O contexto factual deste G20 é pior do que o enfrentado pela presidência indiana, que acaba de ser encerrada, admite um negociador, mas em termos concretos a presidência brasileira tem mais chances de obter resultados.
Isso porque a participação do Brasil foi importante na redação do comunicado final da cúpula em Deli, após mensagem virulenta contra a Rússia um ano antes, por pressão do G7, na declaração divulgada após a cúpula de Bali. Moscou teria se sentido humilhada e se insurgiu na Índia.

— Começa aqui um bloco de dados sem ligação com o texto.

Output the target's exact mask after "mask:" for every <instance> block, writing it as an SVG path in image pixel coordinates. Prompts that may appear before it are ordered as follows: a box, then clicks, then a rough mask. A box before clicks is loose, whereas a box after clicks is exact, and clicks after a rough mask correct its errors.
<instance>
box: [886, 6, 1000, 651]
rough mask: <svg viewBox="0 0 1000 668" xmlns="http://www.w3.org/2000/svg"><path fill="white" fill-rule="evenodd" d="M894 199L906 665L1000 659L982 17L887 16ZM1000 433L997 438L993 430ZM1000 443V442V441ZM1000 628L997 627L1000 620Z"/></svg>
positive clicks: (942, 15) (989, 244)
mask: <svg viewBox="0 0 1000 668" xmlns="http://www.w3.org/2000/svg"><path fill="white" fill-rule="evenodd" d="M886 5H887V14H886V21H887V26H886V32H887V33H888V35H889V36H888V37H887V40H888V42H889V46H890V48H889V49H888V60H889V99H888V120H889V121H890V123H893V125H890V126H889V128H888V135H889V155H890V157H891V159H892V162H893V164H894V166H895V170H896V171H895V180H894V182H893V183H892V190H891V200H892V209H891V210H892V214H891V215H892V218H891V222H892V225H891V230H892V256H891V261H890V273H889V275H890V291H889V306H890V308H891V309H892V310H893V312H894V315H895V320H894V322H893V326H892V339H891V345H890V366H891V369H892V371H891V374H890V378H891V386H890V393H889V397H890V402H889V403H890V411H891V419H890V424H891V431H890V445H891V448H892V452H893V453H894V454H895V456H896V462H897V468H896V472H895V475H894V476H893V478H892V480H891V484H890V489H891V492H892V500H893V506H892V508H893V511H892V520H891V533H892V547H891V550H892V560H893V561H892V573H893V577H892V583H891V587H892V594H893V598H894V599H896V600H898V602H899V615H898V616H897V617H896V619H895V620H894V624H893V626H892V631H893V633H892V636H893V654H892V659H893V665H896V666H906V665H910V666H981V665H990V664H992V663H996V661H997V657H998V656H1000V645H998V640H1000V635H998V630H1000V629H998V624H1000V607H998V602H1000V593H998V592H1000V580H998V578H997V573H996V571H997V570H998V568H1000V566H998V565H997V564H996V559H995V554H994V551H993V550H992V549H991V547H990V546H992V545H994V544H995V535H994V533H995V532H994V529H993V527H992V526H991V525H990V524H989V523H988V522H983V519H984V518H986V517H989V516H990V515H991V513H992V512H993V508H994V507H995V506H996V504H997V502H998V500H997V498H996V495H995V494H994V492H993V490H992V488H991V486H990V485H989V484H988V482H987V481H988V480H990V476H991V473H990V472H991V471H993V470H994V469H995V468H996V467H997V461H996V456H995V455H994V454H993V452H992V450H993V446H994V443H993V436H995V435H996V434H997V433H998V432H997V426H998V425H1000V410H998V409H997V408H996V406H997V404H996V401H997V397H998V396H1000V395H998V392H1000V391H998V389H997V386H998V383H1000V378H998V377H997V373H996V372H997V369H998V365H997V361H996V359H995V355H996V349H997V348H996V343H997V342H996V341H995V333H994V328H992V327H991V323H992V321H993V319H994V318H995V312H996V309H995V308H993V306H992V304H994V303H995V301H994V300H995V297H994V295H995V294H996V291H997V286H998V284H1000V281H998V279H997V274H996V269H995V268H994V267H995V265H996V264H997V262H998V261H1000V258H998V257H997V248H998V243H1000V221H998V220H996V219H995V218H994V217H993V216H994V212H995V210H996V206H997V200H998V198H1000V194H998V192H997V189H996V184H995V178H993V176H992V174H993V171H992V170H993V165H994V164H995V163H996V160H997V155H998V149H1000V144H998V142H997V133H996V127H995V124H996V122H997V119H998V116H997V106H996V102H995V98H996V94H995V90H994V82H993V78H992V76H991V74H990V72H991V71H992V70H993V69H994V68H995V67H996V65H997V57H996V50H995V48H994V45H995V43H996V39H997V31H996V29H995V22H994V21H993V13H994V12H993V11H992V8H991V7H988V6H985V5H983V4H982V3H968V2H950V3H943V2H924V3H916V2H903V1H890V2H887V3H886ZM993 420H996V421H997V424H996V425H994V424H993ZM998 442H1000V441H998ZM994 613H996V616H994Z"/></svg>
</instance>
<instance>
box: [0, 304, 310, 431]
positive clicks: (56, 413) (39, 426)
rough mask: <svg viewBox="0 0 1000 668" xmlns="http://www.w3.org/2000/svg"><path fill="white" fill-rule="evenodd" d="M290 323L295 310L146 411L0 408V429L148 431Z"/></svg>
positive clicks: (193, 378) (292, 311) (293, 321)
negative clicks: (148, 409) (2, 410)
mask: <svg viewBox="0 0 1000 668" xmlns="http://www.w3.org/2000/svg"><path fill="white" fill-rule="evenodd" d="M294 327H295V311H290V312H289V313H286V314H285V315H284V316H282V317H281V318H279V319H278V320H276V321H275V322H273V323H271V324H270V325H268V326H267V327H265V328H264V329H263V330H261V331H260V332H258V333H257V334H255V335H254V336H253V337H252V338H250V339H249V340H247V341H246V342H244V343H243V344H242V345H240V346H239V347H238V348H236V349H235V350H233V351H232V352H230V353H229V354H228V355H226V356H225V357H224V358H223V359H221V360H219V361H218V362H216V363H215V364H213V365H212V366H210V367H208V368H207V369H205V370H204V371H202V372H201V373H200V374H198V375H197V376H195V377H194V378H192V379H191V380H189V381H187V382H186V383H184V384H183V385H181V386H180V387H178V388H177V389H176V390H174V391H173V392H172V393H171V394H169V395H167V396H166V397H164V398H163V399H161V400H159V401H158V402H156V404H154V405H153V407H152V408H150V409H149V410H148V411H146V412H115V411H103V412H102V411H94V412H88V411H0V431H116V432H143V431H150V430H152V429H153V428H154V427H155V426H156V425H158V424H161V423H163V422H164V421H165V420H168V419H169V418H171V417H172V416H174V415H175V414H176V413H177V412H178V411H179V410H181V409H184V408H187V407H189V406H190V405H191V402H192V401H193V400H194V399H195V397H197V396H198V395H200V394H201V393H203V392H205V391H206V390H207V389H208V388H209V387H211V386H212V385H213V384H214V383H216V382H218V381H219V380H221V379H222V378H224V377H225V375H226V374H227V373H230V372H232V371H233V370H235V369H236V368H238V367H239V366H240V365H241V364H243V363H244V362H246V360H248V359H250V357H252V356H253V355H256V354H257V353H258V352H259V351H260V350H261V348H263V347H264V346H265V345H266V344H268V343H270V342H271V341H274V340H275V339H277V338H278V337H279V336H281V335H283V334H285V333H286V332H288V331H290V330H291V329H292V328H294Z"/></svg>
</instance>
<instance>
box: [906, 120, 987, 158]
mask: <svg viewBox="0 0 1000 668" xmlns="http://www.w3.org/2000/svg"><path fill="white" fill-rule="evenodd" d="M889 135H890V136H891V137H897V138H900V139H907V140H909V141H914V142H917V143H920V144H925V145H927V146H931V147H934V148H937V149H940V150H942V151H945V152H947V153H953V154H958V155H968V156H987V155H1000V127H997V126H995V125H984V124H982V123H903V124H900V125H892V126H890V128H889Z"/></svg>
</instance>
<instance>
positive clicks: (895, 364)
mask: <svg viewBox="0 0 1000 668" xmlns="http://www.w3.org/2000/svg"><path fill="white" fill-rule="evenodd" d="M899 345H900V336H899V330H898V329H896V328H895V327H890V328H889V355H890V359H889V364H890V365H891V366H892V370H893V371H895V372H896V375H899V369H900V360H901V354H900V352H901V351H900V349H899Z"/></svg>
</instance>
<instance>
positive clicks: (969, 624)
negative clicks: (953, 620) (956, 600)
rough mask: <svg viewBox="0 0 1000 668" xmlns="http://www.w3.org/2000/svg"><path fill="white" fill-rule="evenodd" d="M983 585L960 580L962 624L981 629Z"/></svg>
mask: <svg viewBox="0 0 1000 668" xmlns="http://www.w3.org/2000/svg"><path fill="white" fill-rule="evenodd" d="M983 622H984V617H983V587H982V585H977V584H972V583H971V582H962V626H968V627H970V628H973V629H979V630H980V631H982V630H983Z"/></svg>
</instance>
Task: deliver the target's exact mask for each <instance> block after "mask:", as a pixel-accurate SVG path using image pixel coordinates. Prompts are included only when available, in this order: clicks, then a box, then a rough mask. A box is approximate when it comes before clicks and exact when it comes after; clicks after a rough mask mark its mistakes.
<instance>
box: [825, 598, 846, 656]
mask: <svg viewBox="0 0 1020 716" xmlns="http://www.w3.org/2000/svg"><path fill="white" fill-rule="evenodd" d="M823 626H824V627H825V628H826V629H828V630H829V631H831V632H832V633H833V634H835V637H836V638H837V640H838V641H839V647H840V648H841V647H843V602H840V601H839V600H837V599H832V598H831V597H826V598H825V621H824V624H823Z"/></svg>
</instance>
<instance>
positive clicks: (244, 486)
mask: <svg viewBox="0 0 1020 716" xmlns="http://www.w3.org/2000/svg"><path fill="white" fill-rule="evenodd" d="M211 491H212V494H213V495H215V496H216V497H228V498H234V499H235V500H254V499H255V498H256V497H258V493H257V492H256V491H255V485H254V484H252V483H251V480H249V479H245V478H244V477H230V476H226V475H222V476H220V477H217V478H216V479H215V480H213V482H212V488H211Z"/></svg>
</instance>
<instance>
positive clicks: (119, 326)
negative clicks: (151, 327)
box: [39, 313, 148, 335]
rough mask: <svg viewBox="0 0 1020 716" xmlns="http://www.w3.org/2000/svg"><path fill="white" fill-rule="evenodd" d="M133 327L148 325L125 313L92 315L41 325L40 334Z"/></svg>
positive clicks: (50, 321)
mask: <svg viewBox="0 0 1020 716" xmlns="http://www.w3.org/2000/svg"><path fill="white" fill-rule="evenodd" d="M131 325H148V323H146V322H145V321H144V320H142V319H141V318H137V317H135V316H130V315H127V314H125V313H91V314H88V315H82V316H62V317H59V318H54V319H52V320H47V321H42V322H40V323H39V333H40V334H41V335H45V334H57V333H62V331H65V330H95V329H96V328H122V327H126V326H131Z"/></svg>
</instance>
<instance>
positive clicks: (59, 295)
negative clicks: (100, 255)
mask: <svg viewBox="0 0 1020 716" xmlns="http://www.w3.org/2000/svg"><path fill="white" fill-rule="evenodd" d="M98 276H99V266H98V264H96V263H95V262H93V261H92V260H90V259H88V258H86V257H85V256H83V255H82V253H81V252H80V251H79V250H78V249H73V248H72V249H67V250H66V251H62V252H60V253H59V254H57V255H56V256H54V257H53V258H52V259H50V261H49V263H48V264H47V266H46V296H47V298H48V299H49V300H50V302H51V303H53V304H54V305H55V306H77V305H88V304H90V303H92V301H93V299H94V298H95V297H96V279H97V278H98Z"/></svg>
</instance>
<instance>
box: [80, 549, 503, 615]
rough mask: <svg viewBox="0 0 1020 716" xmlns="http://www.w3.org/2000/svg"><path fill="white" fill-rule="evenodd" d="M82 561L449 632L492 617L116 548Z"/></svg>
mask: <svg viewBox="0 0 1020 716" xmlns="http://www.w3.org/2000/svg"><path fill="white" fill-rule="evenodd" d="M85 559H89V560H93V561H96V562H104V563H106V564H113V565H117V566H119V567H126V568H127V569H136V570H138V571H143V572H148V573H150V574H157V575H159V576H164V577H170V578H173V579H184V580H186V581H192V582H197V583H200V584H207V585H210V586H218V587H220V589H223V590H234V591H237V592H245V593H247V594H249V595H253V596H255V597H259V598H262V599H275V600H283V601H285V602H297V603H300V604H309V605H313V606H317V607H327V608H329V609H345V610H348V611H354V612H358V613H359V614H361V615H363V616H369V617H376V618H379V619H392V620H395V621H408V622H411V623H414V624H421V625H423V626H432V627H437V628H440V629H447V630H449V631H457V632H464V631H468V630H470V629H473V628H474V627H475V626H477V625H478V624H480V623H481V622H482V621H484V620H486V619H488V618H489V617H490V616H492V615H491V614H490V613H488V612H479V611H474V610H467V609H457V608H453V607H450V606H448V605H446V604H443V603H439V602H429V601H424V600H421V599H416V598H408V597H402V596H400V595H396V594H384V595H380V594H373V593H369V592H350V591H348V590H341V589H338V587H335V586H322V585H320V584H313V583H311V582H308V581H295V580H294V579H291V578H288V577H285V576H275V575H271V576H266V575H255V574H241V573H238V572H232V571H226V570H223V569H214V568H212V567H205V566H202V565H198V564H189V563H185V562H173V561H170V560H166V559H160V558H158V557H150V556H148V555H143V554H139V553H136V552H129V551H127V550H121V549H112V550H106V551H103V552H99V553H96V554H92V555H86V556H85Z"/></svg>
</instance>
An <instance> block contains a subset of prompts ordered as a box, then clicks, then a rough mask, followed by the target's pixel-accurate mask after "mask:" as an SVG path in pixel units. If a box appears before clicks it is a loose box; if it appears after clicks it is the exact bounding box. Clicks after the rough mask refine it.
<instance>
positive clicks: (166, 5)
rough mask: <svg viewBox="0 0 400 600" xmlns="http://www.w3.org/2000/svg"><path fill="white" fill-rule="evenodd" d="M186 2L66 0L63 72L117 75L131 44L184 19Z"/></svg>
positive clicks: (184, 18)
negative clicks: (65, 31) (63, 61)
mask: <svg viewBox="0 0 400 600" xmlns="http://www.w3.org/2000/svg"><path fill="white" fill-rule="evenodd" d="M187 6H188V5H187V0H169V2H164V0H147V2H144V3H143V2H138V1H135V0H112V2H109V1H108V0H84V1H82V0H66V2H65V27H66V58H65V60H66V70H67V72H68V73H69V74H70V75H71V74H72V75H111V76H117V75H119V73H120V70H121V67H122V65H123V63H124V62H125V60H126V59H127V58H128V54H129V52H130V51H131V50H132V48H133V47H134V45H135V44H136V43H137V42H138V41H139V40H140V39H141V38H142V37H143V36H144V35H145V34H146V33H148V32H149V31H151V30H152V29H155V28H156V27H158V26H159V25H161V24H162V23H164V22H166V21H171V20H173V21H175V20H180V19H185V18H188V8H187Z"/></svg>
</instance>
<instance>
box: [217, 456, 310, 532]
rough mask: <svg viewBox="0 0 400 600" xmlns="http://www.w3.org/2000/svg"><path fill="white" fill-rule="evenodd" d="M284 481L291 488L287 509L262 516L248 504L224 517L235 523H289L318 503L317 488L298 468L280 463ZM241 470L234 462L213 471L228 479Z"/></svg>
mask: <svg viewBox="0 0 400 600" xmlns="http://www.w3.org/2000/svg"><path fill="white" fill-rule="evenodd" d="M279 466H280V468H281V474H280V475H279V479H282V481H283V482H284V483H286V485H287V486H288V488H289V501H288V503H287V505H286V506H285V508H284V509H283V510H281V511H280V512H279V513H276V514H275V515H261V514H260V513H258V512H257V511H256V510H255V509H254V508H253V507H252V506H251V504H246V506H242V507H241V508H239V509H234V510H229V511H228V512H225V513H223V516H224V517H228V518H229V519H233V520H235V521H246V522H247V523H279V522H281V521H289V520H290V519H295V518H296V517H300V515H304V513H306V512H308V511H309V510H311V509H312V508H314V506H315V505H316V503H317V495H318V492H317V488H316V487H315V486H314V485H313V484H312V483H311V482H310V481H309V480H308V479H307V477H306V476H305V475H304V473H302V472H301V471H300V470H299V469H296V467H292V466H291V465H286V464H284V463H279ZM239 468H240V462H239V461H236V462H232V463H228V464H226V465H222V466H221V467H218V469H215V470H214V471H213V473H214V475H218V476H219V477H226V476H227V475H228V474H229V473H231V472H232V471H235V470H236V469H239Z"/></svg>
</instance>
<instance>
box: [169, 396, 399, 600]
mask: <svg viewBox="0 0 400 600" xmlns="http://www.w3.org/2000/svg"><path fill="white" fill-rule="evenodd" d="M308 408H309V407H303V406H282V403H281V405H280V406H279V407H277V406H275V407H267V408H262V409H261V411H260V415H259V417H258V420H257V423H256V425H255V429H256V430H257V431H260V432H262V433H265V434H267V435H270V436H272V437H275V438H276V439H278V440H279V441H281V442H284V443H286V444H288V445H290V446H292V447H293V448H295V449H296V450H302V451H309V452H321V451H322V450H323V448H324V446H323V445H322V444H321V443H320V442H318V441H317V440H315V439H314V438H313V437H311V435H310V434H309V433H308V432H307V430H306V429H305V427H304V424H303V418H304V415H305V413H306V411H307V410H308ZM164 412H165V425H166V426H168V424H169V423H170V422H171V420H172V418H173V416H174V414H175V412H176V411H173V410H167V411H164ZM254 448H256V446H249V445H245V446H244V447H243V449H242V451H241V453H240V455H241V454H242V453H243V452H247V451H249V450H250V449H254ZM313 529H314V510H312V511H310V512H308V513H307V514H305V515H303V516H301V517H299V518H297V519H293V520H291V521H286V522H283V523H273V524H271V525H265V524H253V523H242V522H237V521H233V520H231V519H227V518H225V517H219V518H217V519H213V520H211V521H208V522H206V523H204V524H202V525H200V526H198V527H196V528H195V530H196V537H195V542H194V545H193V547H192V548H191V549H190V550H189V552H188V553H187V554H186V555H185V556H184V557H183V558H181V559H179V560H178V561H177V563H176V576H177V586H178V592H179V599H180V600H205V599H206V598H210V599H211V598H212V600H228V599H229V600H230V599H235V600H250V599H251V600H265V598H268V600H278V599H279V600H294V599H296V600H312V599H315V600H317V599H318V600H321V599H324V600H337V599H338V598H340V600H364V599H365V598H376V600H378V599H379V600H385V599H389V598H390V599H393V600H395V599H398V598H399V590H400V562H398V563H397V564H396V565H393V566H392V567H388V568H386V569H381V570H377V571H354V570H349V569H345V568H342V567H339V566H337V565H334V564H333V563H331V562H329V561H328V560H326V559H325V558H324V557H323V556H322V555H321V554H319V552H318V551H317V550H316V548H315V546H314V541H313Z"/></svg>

“Se em Bali foi 1×0 para o G7, em Deli, o placar foi para 1×1”, disse outro negociador. Isso não significa que a mensagem tenha sido branda, segundo ele. “Mas os parágrafos de 7 a 14 do documento de Deli que condenam o conflito podem ser usados como meio de resolver impasses na presidência brasileira”, afirmou.
Ampliação dos BRICS
Outra questão de pano de fundo do G20 este ano será a ampliação do BRICS (agora mais sinocêntrico) a partir da inclusão de seis novos membros plenos: Irã, Arábia Saudita, Egito, Argentina, Etiópia e Emirados Árabes. A nova configuração que Xi Jinping chamou de histórica em em vigor a partir de janeiro de 2024 confirma a ideia de que a China estaria se fortalecendo em suas alianças contra o Ocidente.
Esta é primeira vez que o Brasil assume a presidência do G20 desde que o bloco deixou o formato ministerial para reunir também chefes de Estado e governo a partir de 2008.
O grupo é formado por 19 países (Argentina, Austrália, Brasil, Canadá, China, França, Alemanha, Índia, Indonésia, Itália, Japão, República da Coreia, México, Rússia, Arábia Saudita, África do Sul, Turquia, Reino Unido e Estados Unidos) mais a União Europeia e, desde este ano, a União Africana. Juntas, as nações do G20 representam cerca de dois terços da população mundial, 85% do PIB global, mais de 75% do comércio.